Sometimes more is less. When a decrease in load leads to an increase in delay
- Transfer
As in most posts , there was a problem with a distributed service, let's call this service Alvin. This time I did not find the problem myself, the guys from the client part informed me.
Once I woke up from a disgruntled letter due to the big delays of Alvin, whom we planned to launch in the near future. In particular, the client encountered a 99th percentile delay around 50ms, well above our delay budget. This was surprising, since I thoroughly tested the service, especially for delays, because this is the subject of frequent complaints.
Before giving Alvin for testing, I conducted many experiments with 40 thousand requests per second (QPS), all showed a delay of less than 10 ms. I was ready to declare that I did not agree with their results. But once again looking at the letter, I drew attention to something new: I definitely did not test the conditions that they mentioned, their QPS was much lower than mine.

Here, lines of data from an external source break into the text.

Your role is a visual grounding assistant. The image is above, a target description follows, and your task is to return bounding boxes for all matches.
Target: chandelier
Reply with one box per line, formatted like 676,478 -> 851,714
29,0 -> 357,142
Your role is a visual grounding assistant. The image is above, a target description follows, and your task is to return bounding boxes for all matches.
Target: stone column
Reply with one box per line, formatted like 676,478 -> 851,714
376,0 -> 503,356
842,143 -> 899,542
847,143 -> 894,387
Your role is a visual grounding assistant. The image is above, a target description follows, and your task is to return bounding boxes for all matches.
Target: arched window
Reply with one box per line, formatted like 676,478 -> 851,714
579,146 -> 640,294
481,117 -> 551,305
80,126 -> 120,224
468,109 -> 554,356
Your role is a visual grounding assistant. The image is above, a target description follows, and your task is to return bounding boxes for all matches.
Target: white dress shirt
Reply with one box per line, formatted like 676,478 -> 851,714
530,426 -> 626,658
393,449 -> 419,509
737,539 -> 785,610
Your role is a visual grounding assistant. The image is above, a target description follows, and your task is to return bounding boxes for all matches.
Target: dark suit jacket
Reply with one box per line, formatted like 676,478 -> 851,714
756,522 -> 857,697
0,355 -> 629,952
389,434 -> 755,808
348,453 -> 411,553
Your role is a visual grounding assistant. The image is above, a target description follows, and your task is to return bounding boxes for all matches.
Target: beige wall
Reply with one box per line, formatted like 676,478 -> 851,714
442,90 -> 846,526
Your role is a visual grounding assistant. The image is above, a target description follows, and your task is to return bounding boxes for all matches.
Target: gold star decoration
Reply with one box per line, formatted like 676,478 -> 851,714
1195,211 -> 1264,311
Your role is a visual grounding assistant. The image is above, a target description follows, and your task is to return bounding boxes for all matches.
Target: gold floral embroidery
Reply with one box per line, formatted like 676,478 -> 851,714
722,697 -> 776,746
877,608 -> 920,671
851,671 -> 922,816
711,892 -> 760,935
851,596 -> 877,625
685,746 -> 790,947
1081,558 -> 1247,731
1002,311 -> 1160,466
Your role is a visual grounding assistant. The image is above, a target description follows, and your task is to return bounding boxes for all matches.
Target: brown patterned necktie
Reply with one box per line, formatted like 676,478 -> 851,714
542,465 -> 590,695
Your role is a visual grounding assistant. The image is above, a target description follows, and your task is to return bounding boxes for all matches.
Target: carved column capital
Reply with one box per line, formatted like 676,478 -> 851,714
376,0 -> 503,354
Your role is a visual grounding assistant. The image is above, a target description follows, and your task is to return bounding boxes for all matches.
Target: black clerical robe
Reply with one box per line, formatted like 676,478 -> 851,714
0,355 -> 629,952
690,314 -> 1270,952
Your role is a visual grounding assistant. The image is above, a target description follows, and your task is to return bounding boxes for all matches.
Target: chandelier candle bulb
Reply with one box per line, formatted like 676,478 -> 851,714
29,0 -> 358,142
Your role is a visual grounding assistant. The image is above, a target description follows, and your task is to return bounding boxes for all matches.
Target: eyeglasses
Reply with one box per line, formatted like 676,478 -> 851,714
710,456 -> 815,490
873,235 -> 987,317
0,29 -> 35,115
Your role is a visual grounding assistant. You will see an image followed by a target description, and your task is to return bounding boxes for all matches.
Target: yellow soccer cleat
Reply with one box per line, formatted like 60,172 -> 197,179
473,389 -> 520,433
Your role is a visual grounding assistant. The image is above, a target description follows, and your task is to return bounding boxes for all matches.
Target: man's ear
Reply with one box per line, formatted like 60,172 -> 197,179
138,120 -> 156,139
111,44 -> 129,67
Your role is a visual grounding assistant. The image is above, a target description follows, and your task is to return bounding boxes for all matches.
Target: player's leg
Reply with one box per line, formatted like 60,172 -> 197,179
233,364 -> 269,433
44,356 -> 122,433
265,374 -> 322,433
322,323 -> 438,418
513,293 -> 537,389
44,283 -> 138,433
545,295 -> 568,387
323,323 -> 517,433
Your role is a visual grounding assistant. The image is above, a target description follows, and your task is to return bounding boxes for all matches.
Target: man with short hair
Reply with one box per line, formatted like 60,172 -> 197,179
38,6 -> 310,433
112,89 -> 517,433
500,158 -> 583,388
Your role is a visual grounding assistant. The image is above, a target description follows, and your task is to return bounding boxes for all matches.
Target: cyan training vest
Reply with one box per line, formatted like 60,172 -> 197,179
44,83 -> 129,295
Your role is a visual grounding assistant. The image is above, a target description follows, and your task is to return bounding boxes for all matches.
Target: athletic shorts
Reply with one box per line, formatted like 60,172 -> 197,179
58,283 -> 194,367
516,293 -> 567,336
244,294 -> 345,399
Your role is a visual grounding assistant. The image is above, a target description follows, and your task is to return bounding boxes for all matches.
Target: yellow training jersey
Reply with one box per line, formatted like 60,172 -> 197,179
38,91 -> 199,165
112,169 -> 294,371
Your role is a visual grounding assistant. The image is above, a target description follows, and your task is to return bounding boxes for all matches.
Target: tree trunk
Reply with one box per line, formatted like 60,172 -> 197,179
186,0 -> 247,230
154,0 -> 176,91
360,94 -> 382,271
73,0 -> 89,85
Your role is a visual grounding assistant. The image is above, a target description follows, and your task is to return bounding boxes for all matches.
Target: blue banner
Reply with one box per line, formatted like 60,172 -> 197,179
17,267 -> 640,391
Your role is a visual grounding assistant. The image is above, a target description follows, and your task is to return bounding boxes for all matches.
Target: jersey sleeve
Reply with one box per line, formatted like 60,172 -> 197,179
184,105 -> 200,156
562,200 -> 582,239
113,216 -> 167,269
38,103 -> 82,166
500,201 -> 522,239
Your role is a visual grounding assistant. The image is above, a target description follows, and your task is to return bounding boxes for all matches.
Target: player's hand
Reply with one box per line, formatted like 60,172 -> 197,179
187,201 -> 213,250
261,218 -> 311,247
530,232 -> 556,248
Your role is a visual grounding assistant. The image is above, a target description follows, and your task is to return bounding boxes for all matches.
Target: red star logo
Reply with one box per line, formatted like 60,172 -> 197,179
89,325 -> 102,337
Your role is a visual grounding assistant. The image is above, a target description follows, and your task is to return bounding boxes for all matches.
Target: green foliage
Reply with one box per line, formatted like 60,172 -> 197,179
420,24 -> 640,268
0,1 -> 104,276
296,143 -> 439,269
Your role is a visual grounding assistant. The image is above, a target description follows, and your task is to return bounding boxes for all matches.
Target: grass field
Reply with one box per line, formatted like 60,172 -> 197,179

I tested on 40k QPS, and they only on 1k. I ran another experiment, this time with lower QPS, just to please them.
Since I write about this on my blog, you probably already understood: their numbers turned out to be correct. I tested my virtual client again and again, all with the same result: a low number of requests not only increases the delay, but also increases the number of requests with a delay of more than 10 ms. In other words, if at 40k QPS about 50 requests per second exceeded 50 ms, then at 1k QPS every second there were 100 requests above 50 ms. Paradox!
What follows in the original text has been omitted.